# Enviolo gear hubs



## Biker man (10 Sep 2021)

Hi does anyone know about these gear hubs.


----------



## Tigerbiten (11 Sep 2021)

Just a rebranded NuVinci
https://en.wikipedia.org/wiki/NuVinci_Continuously_Variable_Transmission

Luck ...........


----------



## Pale Rider (12 Sep 2021)

Relatively narrow range and quite draggy which is why they are almost exclusively fitted to ebikes.

The drag still matters because it reduces the battery range in comparison to the same ebike with a derailer.

I found using one an odd experience, but I suppose you might get used to it.

Altering the ratio on the twist grip was hard work, and the drag made it feel like riding the bike through treacle, even with the motor.


----------



## Biker man (12 Sep 2021)

Pale Rider said:


> Relatively narrow range and quite draggy which is why they are almost exclusively fitted to ebikes.
> 
> The drag still matters because it reduces the battery range in comparison to the same ebike with a derailer.
> 
> ...


----------



## Biker man (12 Sep 2021)

Pale Rider said:


> Relatively narrow range and quite draggy which is why they are almost exclusively fitted to ebikes.
> 
> The drag still matters because it reduces the battery range in comparison to the same ebike with a derailer.
> 
> ...


Ho


Pale Rider said:


> Relatively narrow range and quite draggy which is why they are almost exclusively fitted to ebikes.
> 
> The drag still matters because it reduces the battery range in comparison to the same ebike with a derailer.
> 
> ...


How many gears did your have I was looking at ebikes with only 5gears not enough around here I need 8.


----------



## Pale Rider (12 Sep 2021)

Biker man said:


> Ho
> How many gears did your have I was looking at ebikes with only 5gears not enough around here I need 8.



Two problems with this statement.

The Enviolo hub is a constantly variable transmission, first widely seen in the little Daf Variomatic cars.

It doesn't have ratios in the way most other transmissions do.

More importantly, it's the range of the gears - not the number - which determines suitability for terrain.

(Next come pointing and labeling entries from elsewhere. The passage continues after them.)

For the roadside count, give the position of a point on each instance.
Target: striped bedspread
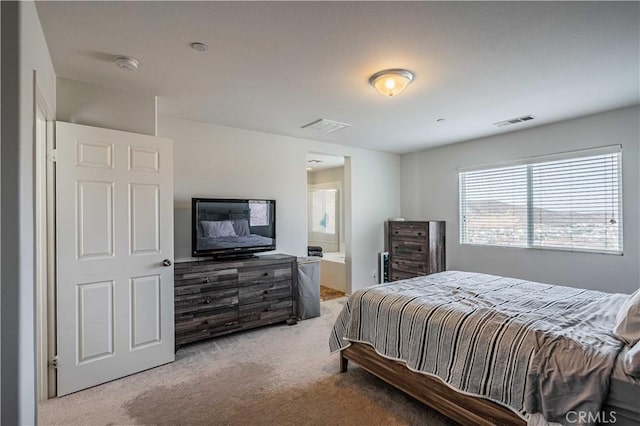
(536, 348)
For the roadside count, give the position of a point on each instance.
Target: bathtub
(333, 272)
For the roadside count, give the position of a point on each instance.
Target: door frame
(346, 209)
(44, 236)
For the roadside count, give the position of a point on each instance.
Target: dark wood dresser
(415, 248)
(220, 297)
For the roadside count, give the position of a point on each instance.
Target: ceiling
(274, 67)
(317, 161)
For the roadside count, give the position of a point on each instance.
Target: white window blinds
(569, 201)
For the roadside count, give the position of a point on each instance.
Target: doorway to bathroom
(327, 216)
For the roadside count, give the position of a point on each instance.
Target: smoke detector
(516, 120)
(326, 126)
(127, 63)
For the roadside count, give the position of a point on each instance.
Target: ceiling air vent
(326, 126)
(514, 120)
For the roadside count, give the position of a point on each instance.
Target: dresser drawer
(203, 276)
(410, 230)
(205, 299)
(265, 291)
(216, 297)
(251, 276)
(408, 265)
(397, 275)
(265, 312)
(202, 325)
(409, 246)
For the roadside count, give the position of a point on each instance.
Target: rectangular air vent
(326, 126)
(514, 120)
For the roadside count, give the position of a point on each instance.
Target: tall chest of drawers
(415, 248)
(213, 298)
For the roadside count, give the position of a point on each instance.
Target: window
(323, 210)
(569, 201)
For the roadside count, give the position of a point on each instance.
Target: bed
(484, 349)
(227, 229)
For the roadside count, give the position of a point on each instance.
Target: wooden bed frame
(429, 390)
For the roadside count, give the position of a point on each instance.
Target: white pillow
(627, 326)
(631, 362)
(218, 228)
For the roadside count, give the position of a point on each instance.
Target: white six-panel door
(114, 214)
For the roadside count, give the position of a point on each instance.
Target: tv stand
(217, 297)
(231, 256)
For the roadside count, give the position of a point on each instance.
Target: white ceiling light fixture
(391, 82)
(127, 63)
(199, 46)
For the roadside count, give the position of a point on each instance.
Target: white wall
(217, 161)
(93, 105)
(430, 191)
(24, 50)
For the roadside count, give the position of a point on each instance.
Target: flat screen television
(231, 227)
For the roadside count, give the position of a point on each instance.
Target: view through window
(569, 201)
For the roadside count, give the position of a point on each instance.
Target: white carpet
(279, 374)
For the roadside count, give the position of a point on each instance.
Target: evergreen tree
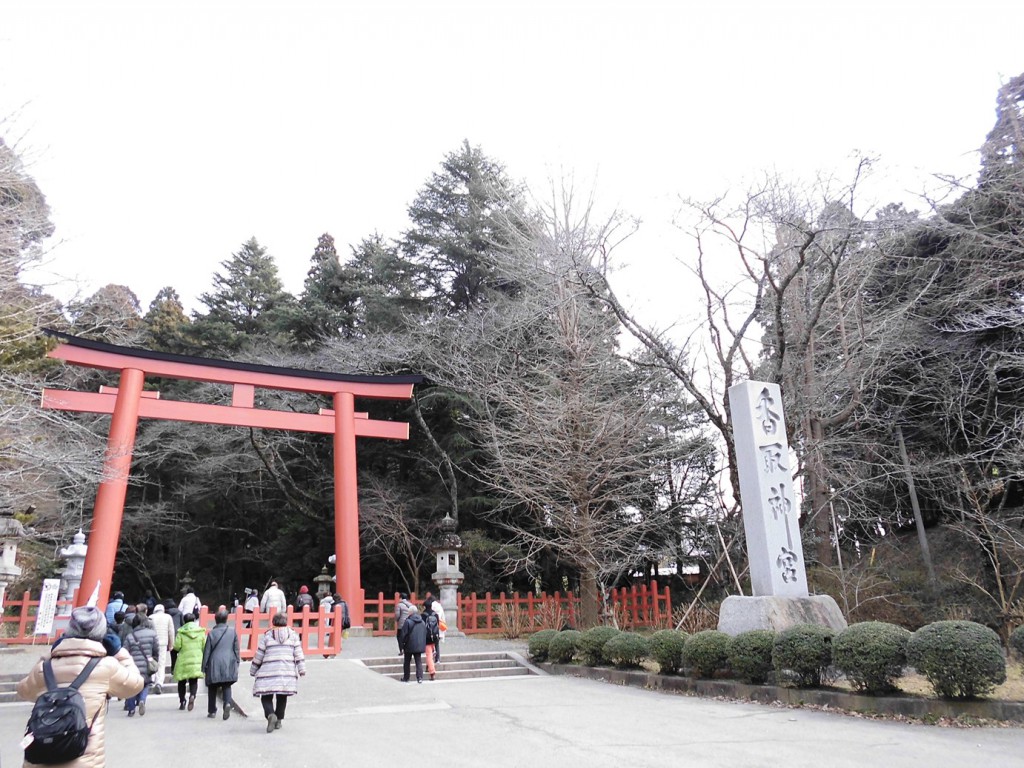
(248, 302)
(327, 306)
(468, 208)
(166, 323)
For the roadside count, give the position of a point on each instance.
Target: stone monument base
(740, 613)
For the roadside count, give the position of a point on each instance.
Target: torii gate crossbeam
(128, 401)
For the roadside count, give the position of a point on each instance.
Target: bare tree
(568, 429)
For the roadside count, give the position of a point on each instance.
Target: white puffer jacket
(115, 676)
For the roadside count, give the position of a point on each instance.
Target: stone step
(459, 666)
(443, 666)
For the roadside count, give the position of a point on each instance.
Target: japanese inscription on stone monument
(766, 488)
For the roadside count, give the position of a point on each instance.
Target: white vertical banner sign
(47, 606)
(766, 488)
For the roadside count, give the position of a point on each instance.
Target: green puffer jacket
(188, 642)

Generally, the more gears a traditional hub has, the greater the range will be, but that's not always the case.

The range of the Enviolo hub is 380%, which is why they call it the Enviolo 380.

Better than earlier versions, but still not huge.

For example, a Rohloff hub is about 565%, which is equivalent to the widest traditional derailer gearing, a mountain triple - three rings on the front and about 10 on the back.


----------



## Biker man (12 Sep 2021)

Pale Rider said:


> Two problems with this statement.
> 
> The Enviolo hub is a constantly variable transmission, first widely seen in the little Daf Variomatic cars.
> 
> ...


Ok thanks baffling to the layman .


----------



## DiggyGun (17 Sep 2021)

I have one on my Nevo3. Easy to use and covers all terrain from flat to steep hills with no effort.

I find that once you have found a comfortable cadence, it’s just a case of feathering the twist grip to get more or less resistance for what you need.

Never yet had to use the lowest resistance setting as there appears to be plenty of range in the high to medium resistance area.

So far, very pleased with it.


----------